The university removed the display following complaints over the content, despite it not breaching official rules.

Bama Students for Life, which produced the material, reasoned against the decision saying that “all kinds of speech” which could be deemed ‘offensive’ are allowed by the university .


Current rules allow the university to remove “ammunition, firearms, alcoholic beverages or representations of these items”.

But the pro-life display showed only pictures, posters and statistics about abortion.

On Monday the university apologised to Bama Students for Life, and the pro-life group is set to return the display to the students’ union building.


Following the U-turn, Kristan Hawkins – who leads a pro-life group working with students across America – said: “This is a significant victory for pro-life students, and I know this case will now inspire hundreds of our other Students for Life groups to courageously stand for their beliefs”.

Bama Students for Life were supported by Alliance Defending Freedom (ADF), a religious liberty organisation in America.

ADF’s Matt Sharp said: “Censorship is inconsistent with ‘the marketplace of ideas’ that a public university is supposed to be”.

“We commend the university for its quick response to Bama Students for Life’s free speech concerns”, he added.

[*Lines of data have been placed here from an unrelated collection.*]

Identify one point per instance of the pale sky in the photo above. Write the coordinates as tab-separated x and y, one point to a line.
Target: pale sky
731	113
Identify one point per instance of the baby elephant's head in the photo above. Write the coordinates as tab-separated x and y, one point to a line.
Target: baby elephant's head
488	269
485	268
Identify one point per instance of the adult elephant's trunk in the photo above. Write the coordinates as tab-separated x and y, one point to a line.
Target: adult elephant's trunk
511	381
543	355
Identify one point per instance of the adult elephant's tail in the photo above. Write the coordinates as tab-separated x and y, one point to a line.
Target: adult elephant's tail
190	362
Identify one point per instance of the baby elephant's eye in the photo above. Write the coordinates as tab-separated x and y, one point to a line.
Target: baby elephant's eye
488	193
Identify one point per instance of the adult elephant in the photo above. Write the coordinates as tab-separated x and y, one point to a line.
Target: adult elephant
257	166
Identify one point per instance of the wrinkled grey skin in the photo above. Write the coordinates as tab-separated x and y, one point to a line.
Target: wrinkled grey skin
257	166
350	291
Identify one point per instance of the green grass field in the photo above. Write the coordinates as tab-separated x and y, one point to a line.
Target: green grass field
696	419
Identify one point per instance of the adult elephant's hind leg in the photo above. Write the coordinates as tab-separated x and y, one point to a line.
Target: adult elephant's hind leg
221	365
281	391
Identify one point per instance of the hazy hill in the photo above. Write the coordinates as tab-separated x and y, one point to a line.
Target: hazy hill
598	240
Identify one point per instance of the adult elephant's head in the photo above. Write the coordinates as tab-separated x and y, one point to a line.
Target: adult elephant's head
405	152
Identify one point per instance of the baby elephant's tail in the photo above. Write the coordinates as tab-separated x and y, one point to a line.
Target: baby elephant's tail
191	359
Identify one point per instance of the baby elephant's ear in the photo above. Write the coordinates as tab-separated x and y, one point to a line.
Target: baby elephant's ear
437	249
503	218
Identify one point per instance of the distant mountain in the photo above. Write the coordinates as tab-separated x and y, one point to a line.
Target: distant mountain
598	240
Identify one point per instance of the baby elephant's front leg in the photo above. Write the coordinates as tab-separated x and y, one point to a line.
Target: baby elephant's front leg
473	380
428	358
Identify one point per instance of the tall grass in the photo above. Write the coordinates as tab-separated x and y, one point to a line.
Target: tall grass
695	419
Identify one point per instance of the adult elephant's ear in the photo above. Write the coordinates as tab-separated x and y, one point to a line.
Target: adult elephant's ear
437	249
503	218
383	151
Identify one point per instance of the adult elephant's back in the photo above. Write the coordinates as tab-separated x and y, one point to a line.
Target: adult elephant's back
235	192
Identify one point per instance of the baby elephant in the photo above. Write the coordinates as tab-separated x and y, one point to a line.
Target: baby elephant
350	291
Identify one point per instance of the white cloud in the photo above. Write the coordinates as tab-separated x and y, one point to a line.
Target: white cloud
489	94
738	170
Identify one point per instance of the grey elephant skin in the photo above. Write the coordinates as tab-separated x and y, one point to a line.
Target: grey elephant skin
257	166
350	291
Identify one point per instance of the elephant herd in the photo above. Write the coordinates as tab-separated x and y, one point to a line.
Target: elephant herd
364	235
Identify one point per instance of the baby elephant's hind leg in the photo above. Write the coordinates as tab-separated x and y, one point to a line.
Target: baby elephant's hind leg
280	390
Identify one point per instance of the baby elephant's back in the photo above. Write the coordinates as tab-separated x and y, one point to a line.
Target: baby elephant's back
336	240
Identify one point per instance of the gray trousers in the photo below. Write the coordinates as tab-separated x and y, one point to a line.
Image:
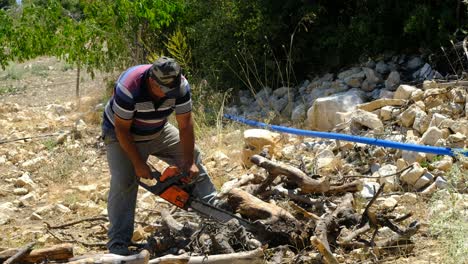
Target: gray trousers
123	186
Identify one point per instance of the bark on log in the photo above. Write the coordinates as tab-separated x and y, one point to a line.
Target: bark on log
324	250
56	253
355	186
246	257
306	183
292	195
394	240
175	226
346	241
329	222
141	258
253	208
21	252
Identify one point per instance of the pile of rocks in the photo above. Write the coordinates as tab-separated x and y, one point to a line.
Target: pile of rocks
375	79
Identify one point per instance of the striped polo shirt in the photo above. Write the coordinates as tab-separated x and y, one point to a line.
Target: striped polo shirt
131	100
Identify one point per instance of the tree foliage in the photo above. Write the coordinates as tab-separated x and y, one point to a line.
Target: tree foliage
231	43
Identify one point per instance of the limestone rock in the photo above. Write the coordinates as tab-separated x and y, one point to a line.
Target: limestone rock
411	175
404	92
424	181
322	115
393	80
379	103
365	119
431	136
256	140
327	162
390	181
369	189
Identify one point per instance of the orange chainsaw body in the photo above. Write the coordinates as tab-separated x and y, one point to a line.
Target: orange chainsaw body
174	194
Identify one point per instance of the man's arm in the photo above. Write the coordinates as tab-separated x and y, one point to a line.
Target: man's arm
187	140
122	131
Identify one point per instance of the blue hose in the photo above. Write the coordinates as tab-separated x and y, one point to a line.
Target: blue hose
365	140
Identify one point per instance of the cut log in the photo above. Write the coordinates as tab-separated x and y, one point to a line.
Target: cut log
306	183
396	239
56	253
324	250
21	252
187	230
253	208
247	257
328	223
292	195
141	258
355	186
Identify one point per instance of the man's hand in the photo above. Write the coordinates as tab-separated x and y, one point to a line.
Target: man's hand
193	173
143	171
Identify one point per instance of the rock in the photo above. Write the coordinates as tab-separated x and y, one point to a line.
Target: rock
379	103
25	181
427	85
407	117
326	162
421	121
457	140
256	140
386	203
87	188
369	189
424	181
404	92
391	183
20	191
431	136
458	95
322	116
382	68
408	198
393	80
414	63
298	113
460	126
387	112
440	183
361	118
138	234
355	80
6	211
437	119
445	164
411	175
62	208
348	73
33	164
43	210
417	95
35	216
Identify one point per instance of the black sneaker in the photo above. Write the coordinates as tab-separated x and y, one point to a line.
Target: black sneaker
120	249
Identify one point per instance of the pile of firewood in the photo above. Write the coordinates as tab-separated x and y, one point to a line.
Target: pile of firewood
311	216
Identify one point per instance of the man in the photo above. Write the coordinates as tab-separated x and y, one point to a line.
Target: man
134	127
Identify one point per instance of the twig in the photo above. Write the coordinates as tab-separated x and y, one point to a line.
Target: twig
21	252
91	219
403	217
365	214
381	176
324	251
24	138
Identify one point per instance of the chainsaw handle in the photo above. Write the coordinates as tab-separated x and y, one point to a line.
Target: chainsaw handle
161	186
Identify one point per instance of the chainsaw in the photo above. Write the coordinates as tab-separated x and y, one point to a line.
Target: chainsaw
172	186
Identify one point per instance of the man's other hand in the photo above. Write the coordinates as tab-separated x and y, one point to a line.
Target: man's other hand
143	171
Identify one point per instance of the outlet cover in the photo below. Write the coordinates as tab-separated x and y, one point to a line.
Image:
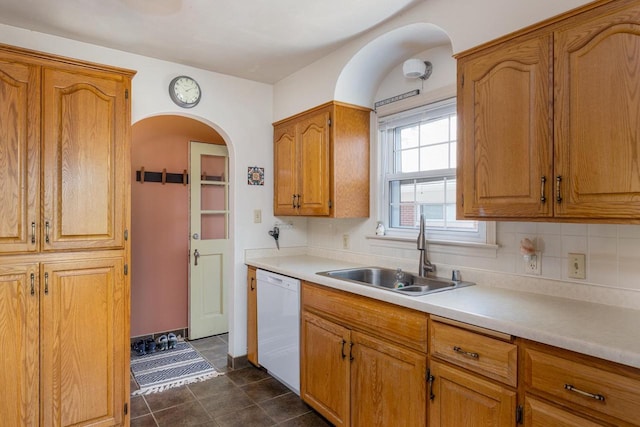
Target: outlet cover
533	265
345	241
257	216
577	266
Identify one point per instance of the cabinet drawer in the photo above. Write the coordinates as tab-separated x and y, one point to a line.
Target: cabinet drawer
491	357
594	384
398	324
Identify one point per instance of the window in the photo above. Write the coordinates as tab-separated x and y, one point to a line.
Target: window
419	173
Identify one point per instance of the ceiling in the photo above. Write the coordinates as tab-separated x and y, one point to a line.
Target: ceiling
261	40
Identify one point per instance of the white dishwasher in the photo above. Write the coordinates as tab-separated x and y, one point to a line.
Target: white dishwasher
279	327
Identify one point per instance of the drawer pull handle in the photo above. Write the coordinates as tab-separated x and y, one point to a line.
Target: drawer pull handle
466	353
558	193
430	380
598	397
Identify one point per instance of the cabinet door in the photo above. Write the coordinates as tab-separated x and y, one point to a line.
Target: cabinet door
388	384
19	155
460	399
505	111
252	316
83	343
285	174
85	122
597	143
540	414
313	158
19	345
324	373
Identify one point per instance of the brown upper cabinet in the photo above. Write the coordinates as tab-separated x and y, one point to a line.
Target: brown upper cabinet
548	120
321	162
62	131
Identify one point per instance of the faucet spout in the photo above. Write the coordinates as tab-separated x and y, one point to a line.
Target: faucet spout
424	265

In its letter of complaint to the university the pro-life group said: “We believe that the removal of our pro-life display violates our First Amendment right to free speech.”

It added that the student building “permits all kinds of speech by other students and student groups that many people would find ‘offensive’ or ‘graphic'”.

On Monday the student union director emailed the group saying: “Please accept my apology that your display was removed without your knowledge two days before your reserved time expired.”

Following the pro-life controversy, the rules on displays at the university students’ union are being reviewed.